Pharmacokinetic interaction between mefloquine and ritonavir in healthy volunteers

AIMS: To evaluate the pharmacokinetic interaction between ritonavir and mefloquine. METHODS: Healthy volunteers participated in two separate, nonfasted, three-treatment, three-period, longitudinal pharmacokinetic studies.
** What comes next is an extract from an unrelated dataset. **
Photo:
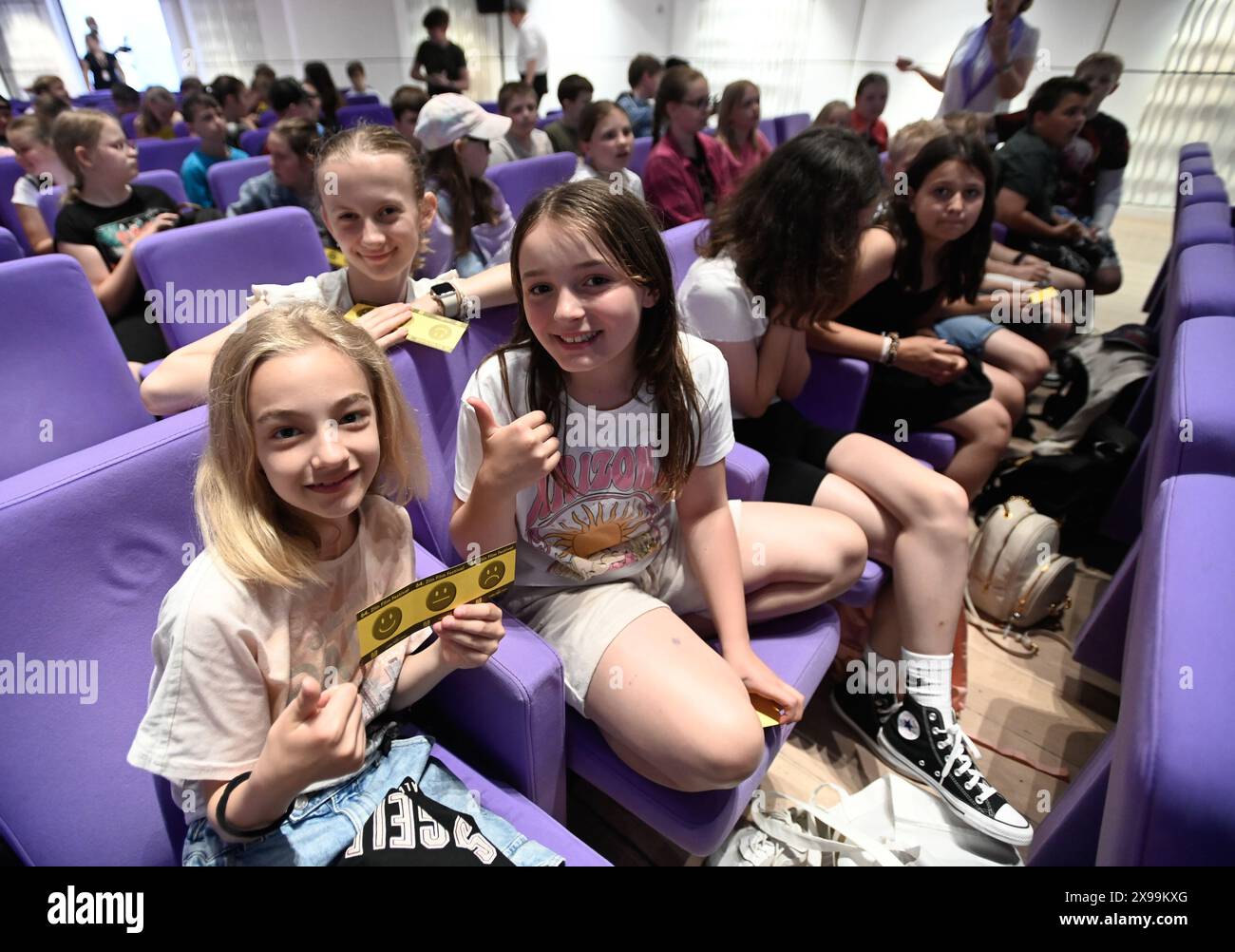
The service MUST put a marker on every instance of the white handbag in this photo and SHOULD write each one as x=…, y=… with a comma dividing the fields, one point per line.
x=1016, y=576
Study 1 (12 completed): ritonavir 200 mg twice daily for 7 days, 7 day washout, mefloquine 250 mg once daily for 3 days then once weekly for 4 weeks, ritonavir restarted for 7 days simultaneously with the last mefloquine dose. Study 2 (11 completed): ritonavir 200 mg single dose, mefloquine 250 mg once daily for 3 days then once weekly for 2 weeks, ritonavir single dose repeated 2 days after the last mefloquine dose. Erythromycin breath test (ERMBT) was administered with and without drug treatments in study 2. RESULTS: Study 1: Ritonavir caused less than 7% changes with high precision (90% CIs: -12% to 11%) in overall plasma exposure (AUC(0,168 h)) and peak concentration (Cmax) of mefloquine, its two enantiomers, and carboxylic acid metabolite, and in the metabolite/mefloquine and enantiomeric AUC ratios. Mefloquine significantly decreased steady-state ritonavir plasma AUC(0,12 h) by 31%, Cmax by 36%, and predose levels by 43%, and did not affect ritonavir binding to plasma proteins. Study 2: Mefloquine did not alter single-dose ritonavir pharmacokinetics. Less than 8% changes in AUC and Cmax were observed with high variability (90%CIs: -26% to 45%). Mefloquine had no effect on the ERMBT whereas ritonavir decreased activity by 98%. CONCLUSIONS: Ritonavir minimally affected mefloquine pharmacokinetics despite strong inhibition of CYP3A4 activity from a single 200 mg dose. Mefloquine had variable effects on ritonavir pharmacokinetics that were not explained by hepatic CYP3A4 activity or ritonavir protein binding.